I have been spending some of the most blissful moments of the farm season during the fall clean up. Ever since I got my new Belgian team, Sally and Sandy, I have been working them a lot. My previous team was a bear to work with and, consequently, they didn’t get worked because it wasn’t any fun. But my new team—aaaaaah!—has been for the most part a dream.
However, the other week I was away for a few days and put them out on pasture so that my kiddos didn’t have to worry about them. I came home, caught them, harnessed them, and set out for the field. Fortunately, my good friend Ken, from Horse Drawn Produce on Lopez, was visiting and we worked them together. Those two fillies were a handful that morning. When it comes to horses, I am a greenhorn, but Ken is a real teamster. I had bought the girls from Ken and he quietly reprimanded me and said, “No more green grass for them.” Our pastures are very rich and so after feeding off them for a week the Belgians were affected like a toddler on soda pop—they were all wound up. It took a couple of hours driving them around the farm to burn off that excess sugar!
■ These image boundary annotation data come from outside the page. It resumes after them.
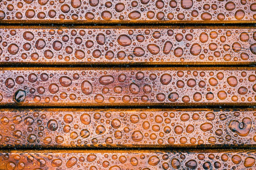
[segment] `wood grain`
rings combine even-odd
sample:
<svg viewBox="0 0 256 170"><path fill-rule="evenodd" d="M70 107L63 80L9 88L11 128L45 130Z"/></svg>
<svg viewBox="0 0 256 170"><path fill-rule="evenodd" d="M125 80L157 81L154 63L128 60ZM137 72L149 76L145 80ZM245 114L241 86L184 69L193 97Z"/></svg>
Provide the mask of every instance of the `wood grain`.
<svg viewBox="0 0 256 170"><path fill-rule="evenodd" d="M88 3L89 2L89 3ZM1 3L5 23L255 23L254 1L18 0ZM105 22L104 22L105 21Z"/></svg>
<svg viewBox="0 0 256 170"><path fill-rule="evenodd" d="M254 150L2 151L4 169L254 169Z"/></svg>
<svg viewBox="0 0 256 170"><path fill-rule="evenodd" d="M4 68L0 104L254 105L255 67Z"/></svg>
<svg viewBox="0 0 256 170"><path fill-rule="evenodd" d="M256 63L251 27L5 27L0 28L4 65Z"/></svg>
<svg viewBox="0 0 256 170"><path fill-rule="evenodd" d="M5 109L0 113L0 147L10 148L256 146L255 109Z"/></svg>

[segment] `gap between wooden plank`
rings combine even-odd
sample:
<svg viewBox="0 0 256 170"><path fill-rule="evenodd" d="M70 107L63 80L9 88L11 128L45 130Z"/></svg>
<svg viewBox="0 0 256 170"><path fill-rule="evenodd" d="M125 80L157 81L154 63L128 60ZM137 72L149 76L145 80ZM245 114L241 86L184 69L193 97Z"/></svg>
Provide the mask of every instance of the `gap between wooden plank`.
<svg viewBox="0 0 256 170"><path fill-rule="evenodd" d="M177 2L178 1L178 2ZM104 22L108 24L150 21L161 22L255 22L253 1L214 3L192 0L129 0L122 2L90 0L1 3L0 19L5 23Z"/></svg>
<svg viewBox="0 0 256 170"><path fill-rule="evenodd" d="M254 150L17 150L0 152L4 169L253 169Z"/></svg>
<svg viewBox="0 0 256 170"><path fill-rule="evenodd" d="M253 106L252 67L2 68L8 106Z"/></svg>

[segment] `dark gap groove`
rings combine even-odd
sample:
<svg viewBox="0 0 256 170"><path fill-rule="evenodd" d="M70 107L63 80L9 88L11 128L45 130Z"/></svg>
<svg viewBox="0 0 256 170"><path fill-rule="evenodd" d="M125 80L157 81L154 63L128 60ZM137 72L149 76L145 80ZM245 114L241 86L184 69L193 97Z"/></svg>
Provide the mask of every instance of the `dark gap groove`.
<svg viewBox="0 0 256 170"><path fill-rule="evenodd" d="M1 150L10 150L10 151L14 151L14 150L33 150L35 151L42 151L46 150L47 151L51 151L52 150L107 150L107 151L115 151L118 150L120 151L126 151L127 150L138 150L138 151L148 151L151 150L154 151L154 150L157 150L157 151L165 151L166 152L171 152L172 151L178 151L181 152L189 152L189 150L191 151L195 150L199 150L199 149L202 150L202 152L204 152L204 150L213 150L216 151L219 150L220 149L221 150L225 149L243 149L243 150L248 150L248 149L256 149L256 147L255 146L249 146L247 147L248 145L241 145L238 147L230 147L228 145L223 145L221 146L221 148L220 147L220 145L215 146L211 147L205 147L204 146L197 146L196 147L193 147L191 146L186 146L186 147L179 147L177 146L175 147L117 147L116 146L113 146L112 147L74 147L74 148L65 148L65 147L60 148L60 147L38 147L37 146L35 146L33 147L24 147L23 146L19 146L19 147L12 147L12 148L10 147L2 147L1 148Z"/></svg>
<svg viewBox="0 0 256 170"><path fill-rule="evenodd" d="M59 22L53 23L56 22L56 21L44 21L44 22L43 23L41 21L39 22L38 21L33 21L34 23L26 23L26 21L21 22L20 23L19 22L11 21L0 21L0 26L51 26L53 27L55 26L125 26L126 27L129 26L156 26L160 27L161 26L231 26L234 27L234 25L235 25L235 26L244 26L247 27L248 26L255 26L256 24L254 22L247 21L240 22L233 22L233 21L227 22L220 22L218 21L211 21L211 22L207 22L207 23L204 23L204 22L201 21L196 22L173 22L172 23L164 21L160 21L161 23L159 23L158 22L155 22L153 21L140 21L139 22L131 22L129 21L126 22L121 22L119 23L117 22L113 23L106 23L103 21L98 21L96 22L86 22L81 21L81 22L77 22L75 23L71 23L70 22ZM101 21L101 22L100 22ZM57 21L58 22L58 21Z"/></svg>
<svg viewBox="0 0 256 170"><path fill-rule="evenodd" d="M214 67L214 68L225 67L256 67L256 63L254 62L250 63L249 64L239 64L239 62L237 63L227 63L225 64L216 65L216 63L209 63L209 64L205 63L200 64L196 63L189 64L158 64L155 63L150 63L149 62L143 63L95 63L93 64L84 63L82 62L81 63L74 63L72 65L68 64L66 64L65 62L60 62L60 63L54 63L52 64L44 64L44 63L13 63L12 62L6 62L1 63L1 67L2 68L16 67L26 67L28 68L33 68L35 67L54 67L55 68L63 68L68 67L74 68L76 67L87 67L97 68L129 68L130 67L139 67L140 68L159 68L163 67L207 67L208 68ZM197 64L196 65L195 64ZM214 64L214 66L212 66ZM156 65L156 64L157 64ZM235 66L235 67L234 67Z"/></svg>
<svg viewBox="0 0 256 170"><path fill-rule="evenodd" d="M140 106L135 105L131 106L17 106L15 104L12 104L11 105L1 106L0 106L0 109L209 109L213 110L223 110L223 109L256 109L256 105L252 106L239 106L236 105L233 106L215 106L215 107L213 106L205 106L204 105L204 103L202 103L202 105L197 106L171 106L166 105L156 105L147 106L143 105Z"/></svg>

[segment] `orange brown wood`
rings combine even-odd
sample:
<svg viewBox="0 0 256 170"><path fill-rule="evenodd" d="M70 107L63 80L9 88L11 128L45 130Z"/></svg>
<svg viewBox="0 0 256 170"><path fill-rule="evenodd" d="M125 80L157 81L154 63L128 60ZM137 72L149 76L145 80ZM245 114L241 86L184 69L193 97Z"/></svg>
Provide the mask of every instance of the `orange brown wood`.
<svg viewBox="0 0 256 170"><path fill-rule="evenodd" d="M256 63L253 27L22 28L0 28L0 64Z"/></svg>
<svg viewBox="0 0 256 170"><path fill-rule="evenodd" d="M254 105L256 68L5 68L0 104Z"/></svg>
<svg viewBox="0 0 256 170"><path fill-rule="evenodd" d="M5 23L44 24L252 23L256 20L255 2L246 0L13 0L1 2L0 19Z"/></svg>
<svg viewBox="0 0 256 170"><path fill-rule="evenodd" d="M254 150L2 151L4 169L254 169ZM33 169L32 169L33 168Z"/></svg>
<svg viewBox="0 0 256 170"><path fill-rule="evenodd" d="M0 113L0 147L10 148L256 146L256 109L6 109Z"/></svg>

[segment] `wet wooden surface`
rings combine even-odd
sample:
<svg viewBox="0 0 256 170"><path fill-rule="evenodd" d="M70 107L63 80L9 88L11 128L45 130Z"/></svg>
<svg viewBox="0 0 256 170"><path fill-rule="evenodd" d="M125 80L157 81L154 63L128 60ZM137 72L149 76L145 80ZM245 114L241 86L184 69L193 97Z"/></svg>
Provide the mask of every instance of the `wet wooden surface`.
<svg viewBox="0 0 256 170"><path fill-rule="evenodd" d="M14 0L0 3L0 19L6 23L56 23L56 21L70 23L252 23L256 20L255 2L246 0Z"/></svg>
<svg viewBox="0 0 256 170"><path fill-rule="evenodd" d="M256 63L254 27L4 27L2 64Z"/></svg>
<svg viewBox="0 0 256 170"><path fill-rule="evenodd" d="M254 105L256 68L5 68L0 104Z"/></svg>
<svg viewBox="0 0 256 170"><path fill-rule="evenodd" d="M256 145L256 109L5 109L0 112L0 146L10 148Z"/></svg>
<svg viewBox="0 0 256 170"><path fill-rule="evenodd" d="M255 24L254 0L0 0L0 169L255 169Z"/></svg>
<svg viewBox="0 0 256 170"><path fill-rule="evenodd" d="M253 169L255 154L232 149L2 151L0 162L5 169Z"/></svg>

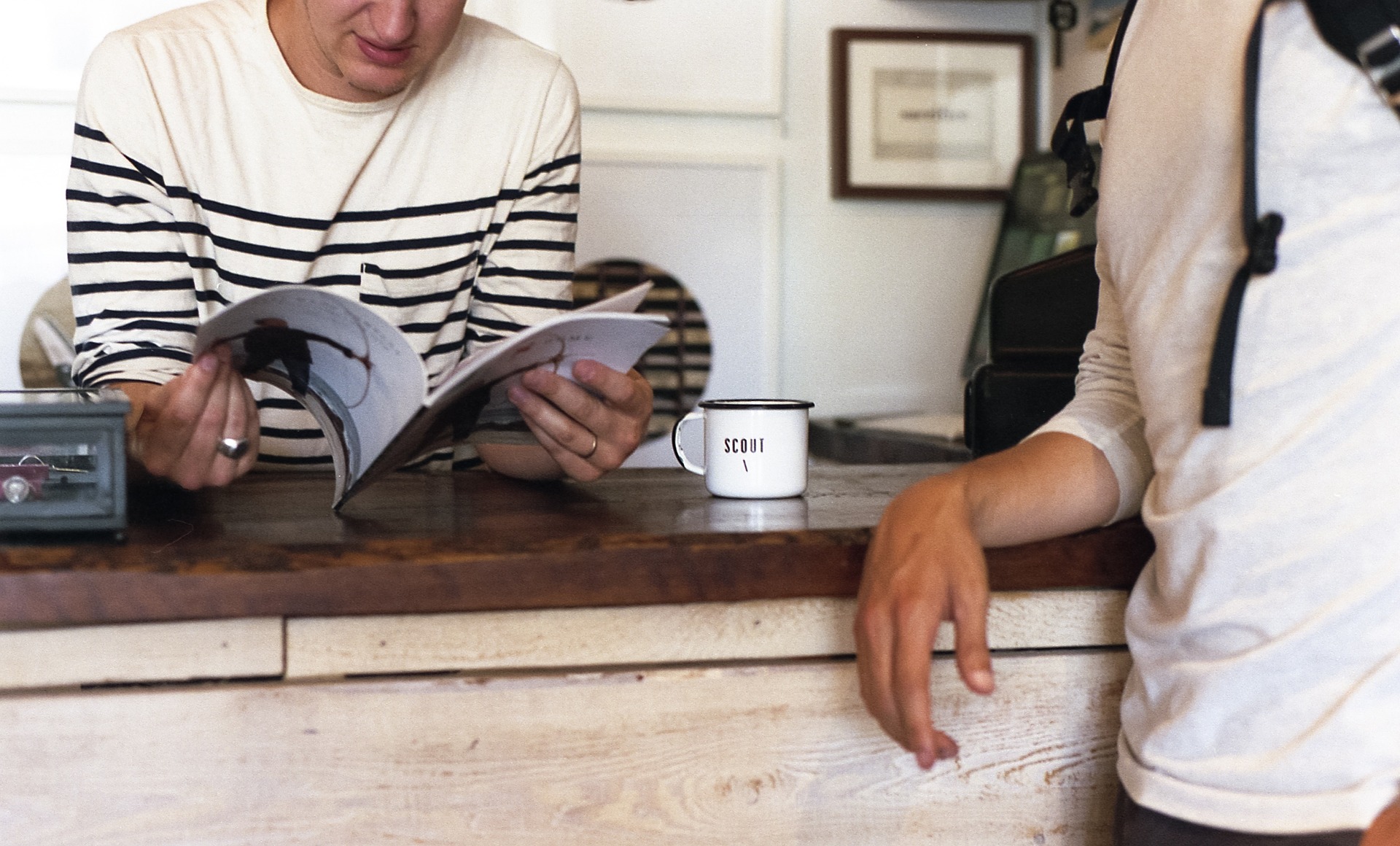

I have always pastured my horses and so this experience got me thinking that maybe my previous team was just high strung because their feed was too rich??? I will never really know. However, I did notice today that when I harnessed up Katy, the remaining horse from my first team, for the most part she was amenable working with me. And she has been off pasture for a couple days and eating our local hay. (We have local hay available if you would like some.)
Yesterday and this morning, I harnessed up Sally and Sandy and we backed up and headed out to the field. It was like I was “Driving Miss Daisy.” We leisurely wandered out to the field got the disc and went to work. Squeak, Rattle, Crunch, Tear… all these sounds as the disc cut through the corn stocks. I have never heard a disc as it did its job. When we are on the tractors it is too noisy to hear yourself think let alone a disc cutting and tearing. But even before, when I was using my previous team, I had to concentrate so much on those horses as they raced through the field that I couldn’t enjoy the moment.
But today, Squeak, Rattle, Crunch, Tear… were the sounds of music. I love that sound and nothing could be finer than working with my team, the mountains in the background and the sun shining overhead! Working steady horses on a beautiful day, an old English poet from Suffolk once said, “is a poor excuse for work.” And this farmer said, “Amen.”